Y yo le hago caso... Al final le hago caso y me entrego a aquella sensación efímera que se siente tan real.

En mi afán de estar con él me abrazo a su fantasma, y éste me acaricia sin pudor de la forma en la que solo él sabe hacerlo. Y por enésima vez, mis manos no son mías sino de él. Con maestría acaricia mi pecho, mi abdomen, mis piernas...

Mi hombría, exaltada y expuesta, es condenada a muerte por asfixia y estrangulación a manos de aquel fantasma incorpóreo que busca poseerme.

El éxtasis me arranca su nombre de los labios en más de una ocasión con súplica, con deseo, con gula, con un desespero que amenaza con volverme loco eternamente si no cumplo con sus demandas, y así lo hago.

—Te necesito, Eremia...

Suelto un jadeo que marca el final de un juego que ya había perdido antes de comenzar, y como un autómata incapaz de medir sus actos, llevo mis dedos —no, sus dedos—, a mi boca y dejo que mi lengua baile con ellos como una vedette de cabaré hasta que están tan sudados que no les queda más que vagar por mi cuerpo y encontrar el camino a un refugio oscuro y cálido...

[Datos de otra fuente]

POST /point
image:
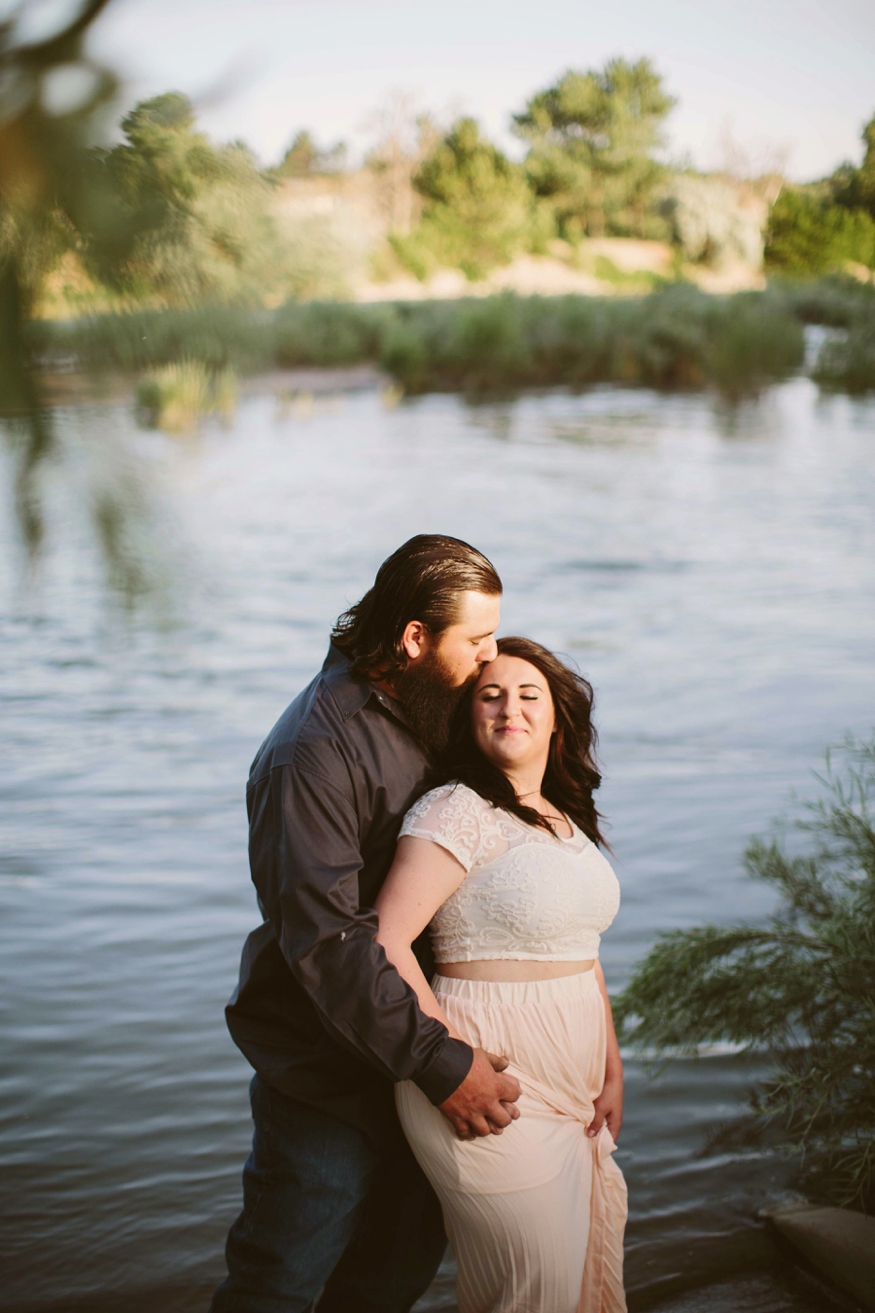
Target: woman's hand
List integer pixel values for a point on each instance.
(608, 1108)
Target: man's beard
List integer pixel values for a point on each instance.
(430, 699)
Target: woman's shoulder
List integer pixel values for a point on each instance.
(449, 816)
(448, 801)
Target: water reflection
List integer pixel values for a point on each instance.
(720, 598)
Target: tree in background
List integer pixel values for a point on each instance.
(854, 188)
(405, 137)
(825, 226)
(591, 141)
(800, 986)
(808, 234)
(305, 159)
(202, 214)
(477, 210)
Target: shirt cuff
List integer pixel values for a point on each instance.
(446, 1072)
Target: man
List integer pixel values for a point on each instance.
(331, 1194)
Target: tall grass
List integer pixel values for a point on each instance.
(178, 397)
(675, 338)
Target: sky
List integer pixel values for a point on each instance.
(790, 80)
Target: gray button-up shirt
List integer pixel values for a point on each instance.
(319, 1011)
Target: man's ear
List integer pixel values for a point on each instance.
(415, 640)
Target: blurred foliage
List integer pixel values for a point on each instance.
(827, 226)
(477, 210)
(802, 986)
(51, 97)
(715, 219)
(591, 150)
(305, 159)
(674, 338)
(179, 395)
(846, 363)
(202, 214)
(809, 235)
(855, 187)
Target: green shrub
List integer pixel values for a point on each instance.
(178, 397)
(848, 363)
(329, 332)
(477, 209)
(812, 235)
(800, 985)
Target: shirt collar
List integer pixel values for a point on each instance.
(351, 695)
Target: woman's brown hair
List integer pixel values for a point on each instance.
(572, 775)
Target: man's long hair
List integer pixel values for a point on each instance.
(572, 775)
(422, 581)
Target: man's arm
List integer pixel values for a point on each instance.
(306, 858)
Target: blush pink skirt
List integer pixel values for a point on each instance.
(536, 1215)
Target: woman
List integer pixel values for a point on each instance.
(503, 864)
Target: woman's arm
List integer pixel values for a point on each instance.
(608, 1106)
(422, 877)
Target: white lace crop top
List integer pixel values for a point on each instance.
(527, 894)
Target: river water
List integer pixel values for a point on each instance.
(714, 574)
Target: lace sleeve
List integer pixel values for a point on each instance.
(449, 816)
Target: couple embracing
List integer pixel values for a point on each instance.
(423, 1003)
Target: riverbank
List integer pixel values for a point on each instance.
(674, 339)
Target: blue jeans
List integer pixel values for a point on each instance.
(322, 1208)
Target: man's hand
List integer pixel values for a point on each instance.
(608, 1110)
(485, 1102)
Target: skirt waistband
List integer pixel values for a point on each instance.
(516, 993)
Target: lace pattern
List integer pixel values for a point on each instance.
(527, 893)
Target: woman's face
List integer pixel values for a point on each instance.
(513, 716)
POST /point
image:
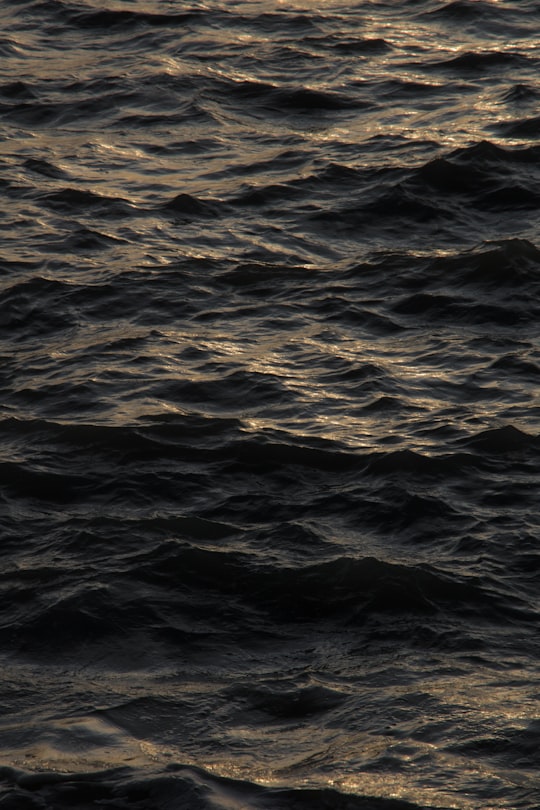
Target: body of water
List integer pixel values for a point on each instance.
(269, 405)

Gimo porque ese es el único sonido que puede salir de los labios de alguien que ha encontrado la gloria y se complace en ella. Grito cuando aquellos dedos se pierden en un cuarto tibio y accionan el interruptor que desata las cosquillas más deliciosas que un hombre puede sentir. Esas que nacen en el abdomen y que te dejan sin aire al atascarse en la garganta.

¿Cuántas veces se puede apretar un interruptor hasta que éste se rompe? ¿Por cuánto tiempo puede vivir una persona a la que se le ha privado de la habilidad para pensar y respirar a la vez? ¿Por qué los besos de Eremia Dalka sobre mi pecho me hacen sentir latigazos dolorosos en lo más profundo de mi intimidad?

Eremia... Eremia... Eremia...

Grito su nombre hasta que la luz se apaga, el aire se acaba, y todo estalla sobre mi cuerpo ya mojado por el sudor.

Pero, cuando abro los ojos, estoy solo.

El mundo sigue dando vueltas y la cabeza me palpita, pero me toca ser la única persona que está conmigo en aquel momento tan desgraciado, ése en el que me doy cuenta de lo que acabo de hacer... e irremediablemente lloro.

Lloro hasta que no puedo más.

Lloro hasta que mis ojos quedan secos y mis almohadas saben a mar.

Lloro hasta que la música termina.

Lloro cubierto de nieve blanca sobre el rojo de mi cuerpo, aún con la venta cerrada.

Lloro hasta que me quedo dormido y rezo para no soñar.